Tim Berners-Lee, inventor of the Web, believes whistleblowers should be given special protection even if they break the law, according to comments he made at the opening of the Abu Dhabi Media Summit.
The British computer scientist, speaking in the wake of the Wikileaks and Edward Snowden scandals, said people who leak confidential data are necessary because government “systems of accountability have failed.”
“We have to rely on the whistleblower at the end of the day,” Berners-Lee said.
Berners-Lee’s words are topical amid the U.S. fury over computer analyst Edward Snowden, who leaked top-secret National Security Agency documents that revealed the extent of government surveillance on the public and other states.
Despite the upset over such leaks, Berners-Lee said whistleblowers’ work is essential to counter authorities’ infringements on citizens’ privacy, adding that more accountability is required for governments wishing to spy on citizens’ online activities.

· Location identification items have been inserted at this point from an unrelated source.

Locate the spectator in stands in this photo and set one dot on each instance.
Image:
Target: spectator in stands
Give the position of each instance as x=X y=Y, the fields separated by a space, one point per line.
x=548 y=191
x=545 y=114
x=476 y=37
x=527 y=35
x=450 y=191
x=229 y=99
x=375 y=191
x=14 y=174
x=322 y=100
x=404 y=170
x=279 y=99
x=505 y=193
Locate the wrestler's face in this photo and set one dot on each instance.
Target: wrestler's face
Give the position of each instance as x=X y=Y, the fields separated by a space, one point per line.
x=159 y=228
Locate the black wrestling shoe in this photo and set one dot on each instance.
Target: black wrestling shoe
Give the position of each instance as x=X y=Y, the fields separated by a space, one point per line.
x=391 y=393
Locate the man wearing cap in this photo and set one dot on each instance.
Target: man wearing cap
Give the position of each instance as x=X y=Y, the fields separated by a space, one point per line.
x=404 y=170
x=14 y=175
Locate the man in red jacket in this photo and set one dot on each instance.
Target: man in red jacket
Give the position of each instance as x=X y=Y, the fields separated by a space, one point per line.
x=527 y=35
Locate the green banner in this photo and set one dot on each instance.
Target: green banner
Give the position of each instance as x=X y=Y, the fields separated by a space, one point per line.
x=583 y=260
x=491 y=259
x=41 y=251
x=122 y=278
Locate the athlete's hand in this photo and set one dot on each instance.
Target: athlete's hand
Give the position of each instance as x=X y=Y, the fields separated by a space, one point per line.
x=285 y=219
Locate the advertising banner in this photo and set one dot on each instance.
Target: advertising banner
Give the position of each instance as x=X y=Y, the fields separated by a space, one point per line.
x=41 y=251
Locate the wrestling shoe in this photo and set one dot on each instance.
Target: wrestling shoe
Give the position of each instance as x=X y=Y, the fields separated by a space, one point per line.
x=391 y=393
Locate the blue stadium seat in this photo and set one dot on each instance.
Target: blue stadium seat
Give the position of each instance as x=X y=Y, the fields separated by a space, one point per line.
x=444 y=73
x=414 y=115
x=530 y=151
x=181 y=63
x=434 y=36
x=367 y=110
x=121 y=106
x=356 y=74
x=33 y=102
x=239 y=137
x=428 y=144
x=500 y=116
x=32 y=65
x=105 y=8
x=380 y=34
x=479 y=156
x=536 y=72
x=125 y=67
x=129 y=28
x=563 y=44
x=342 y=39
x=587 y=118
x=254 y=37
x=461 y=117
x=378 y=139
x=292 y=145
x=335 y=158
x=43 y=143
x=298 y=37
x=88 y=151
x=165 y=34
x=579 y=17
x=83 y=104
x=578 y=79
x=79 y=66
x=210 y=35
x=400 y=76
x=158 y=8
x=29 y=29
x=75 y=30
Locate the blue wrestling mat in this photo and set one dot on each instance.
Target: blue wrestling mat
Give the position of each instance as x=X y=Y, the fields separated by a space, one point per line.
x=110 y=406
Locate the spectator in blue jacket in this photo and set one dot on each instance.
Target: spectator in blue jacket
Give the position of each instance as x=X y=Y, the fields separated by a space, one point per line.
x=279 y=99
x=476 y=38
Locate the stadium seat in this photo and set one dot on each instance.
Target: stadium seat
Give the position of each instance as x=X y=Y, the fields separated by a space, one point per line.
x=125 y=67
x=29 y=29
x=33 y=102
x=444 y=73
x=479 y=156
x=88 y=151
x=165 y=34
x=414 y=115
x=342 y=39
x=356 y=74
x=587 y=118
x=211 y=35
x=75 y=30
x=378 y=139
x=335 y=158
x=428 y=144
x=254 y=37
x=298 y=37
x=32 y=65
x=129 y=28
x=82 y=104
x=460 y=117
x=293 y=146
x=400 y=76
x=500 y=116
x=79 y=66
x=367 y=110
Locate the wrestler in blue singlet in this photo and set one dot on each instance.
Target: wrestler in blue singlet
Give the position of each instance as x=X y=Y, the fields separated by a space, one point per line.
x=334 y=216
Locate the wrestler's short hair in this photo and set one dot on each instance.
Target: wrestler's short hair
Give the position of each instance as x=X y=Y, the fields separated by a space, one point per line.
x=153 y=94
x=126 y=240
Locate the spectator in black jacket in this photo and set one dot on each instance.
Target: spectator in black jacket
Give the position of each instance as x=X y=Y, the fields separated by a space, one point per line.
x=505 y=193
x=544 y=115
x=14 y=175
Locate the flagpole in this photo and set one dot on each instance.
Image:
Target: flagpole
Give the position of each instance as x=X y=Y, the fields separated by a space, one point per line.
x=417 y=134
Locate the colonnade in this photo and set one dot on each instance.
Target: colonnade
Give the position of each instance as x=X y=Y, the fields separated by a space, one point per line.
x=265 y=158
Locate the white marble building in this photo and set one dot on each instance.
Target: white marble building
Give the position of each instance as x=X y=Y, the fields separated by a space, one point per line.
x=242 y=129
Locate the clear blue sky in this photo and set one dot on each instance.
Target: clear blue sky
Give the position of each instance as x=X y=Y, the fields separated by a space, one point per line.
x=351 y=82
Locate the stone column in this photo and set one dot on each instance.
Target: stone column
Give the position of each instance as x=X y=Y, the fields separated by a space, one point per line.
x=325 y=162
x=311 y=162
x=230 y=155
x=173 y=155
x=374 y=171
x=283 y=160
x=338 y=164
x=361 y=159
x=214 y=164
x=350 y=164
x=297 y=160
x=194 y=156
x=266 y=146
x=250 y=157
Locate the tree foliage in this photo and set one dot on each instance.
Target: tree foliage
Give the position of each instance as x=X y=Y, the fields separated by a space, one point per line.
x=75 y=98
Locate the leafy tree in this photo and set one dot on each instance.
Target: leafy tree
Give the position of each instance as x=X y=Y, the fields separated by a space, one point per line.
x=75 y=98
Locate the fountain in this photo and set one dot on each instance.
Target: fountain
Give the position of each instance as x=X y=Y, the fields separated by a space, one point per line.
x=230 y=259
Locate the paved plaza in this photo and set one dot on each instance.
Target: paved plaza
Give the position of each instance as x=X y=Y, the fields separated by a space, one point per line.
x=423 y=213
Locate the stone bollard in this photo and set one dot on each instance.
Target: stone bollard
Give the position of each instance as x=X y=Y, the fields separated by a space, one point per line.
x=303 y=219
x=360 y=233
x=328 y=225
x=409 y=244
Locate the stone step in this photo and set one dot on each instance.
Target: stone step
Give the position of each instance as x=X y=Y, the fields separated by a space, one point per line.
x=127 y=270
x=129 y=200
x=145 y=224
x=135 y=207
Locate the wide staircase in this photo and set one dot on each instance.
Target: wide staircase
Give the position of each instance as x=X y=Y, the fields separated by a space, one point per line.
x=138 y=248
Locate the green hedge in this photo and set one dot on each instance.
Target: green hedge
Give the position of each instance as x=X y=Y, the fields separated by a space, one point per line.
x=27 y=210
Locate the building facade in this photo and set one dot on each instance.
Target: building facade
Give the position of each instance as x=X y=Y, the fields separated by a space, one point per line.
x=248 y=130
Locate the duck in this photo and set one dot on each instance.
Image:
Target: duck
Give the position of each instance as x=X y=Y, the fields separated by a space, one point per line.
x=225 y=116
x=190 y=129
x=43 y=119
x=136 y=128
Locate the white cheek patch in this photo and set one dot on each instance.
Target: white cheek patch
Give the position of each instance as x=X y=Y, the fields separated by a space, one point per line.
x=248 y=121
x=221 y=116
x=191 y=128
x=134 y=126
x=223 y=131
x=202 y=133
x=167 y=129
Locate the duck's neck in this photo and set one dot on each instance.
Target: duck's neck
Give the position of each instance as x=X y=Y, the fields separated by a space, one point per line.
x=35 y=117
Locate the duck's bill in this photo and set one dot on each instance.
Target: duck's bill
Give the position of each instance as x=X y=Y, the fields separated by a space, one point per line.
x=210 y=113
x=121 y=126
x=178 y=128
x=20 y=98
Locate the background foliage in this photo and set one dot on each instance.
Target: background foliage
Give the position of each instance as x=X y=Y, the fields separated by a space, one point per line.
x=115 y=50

“It’s clear that the systems in the U.S. and UK have not been good enough. The systems of accountability have failed,” he said. “In the future, what we have to do is set that system up.”
Whistleblowers who have been forced to disclose information after exhausting other legal channels deserve “special protection,” he added.
“I think you need protection, even though you may as a whistleblower may have clearly violated laws,” he said.
Berners-Lee is director of the World Wide Web Consortium, which oversees the Web’s continued development.
The invitation-only Abu Dhabi Media Summit started on Tuesday and runs until October 24, organized in conjunction with the twofour54 media zone.
Other speakers include Mark Hollinger, head of Discovery Networks International, and Shailesh Rao, vice-president for international operations at Twitter.
The Summit was opened by Khaldoon Khalifa al-Mubarak, chairman of the Abu Dhabi media zone twofour54.
He underlined the importance of the internet and digital technology in everyday life – not least because of the efforts made by Berners-Lee.
“Very few people have had as big impact on our daily lives as Sir Tim Berners-Lee, the inventor of the World Wide Web,” he said.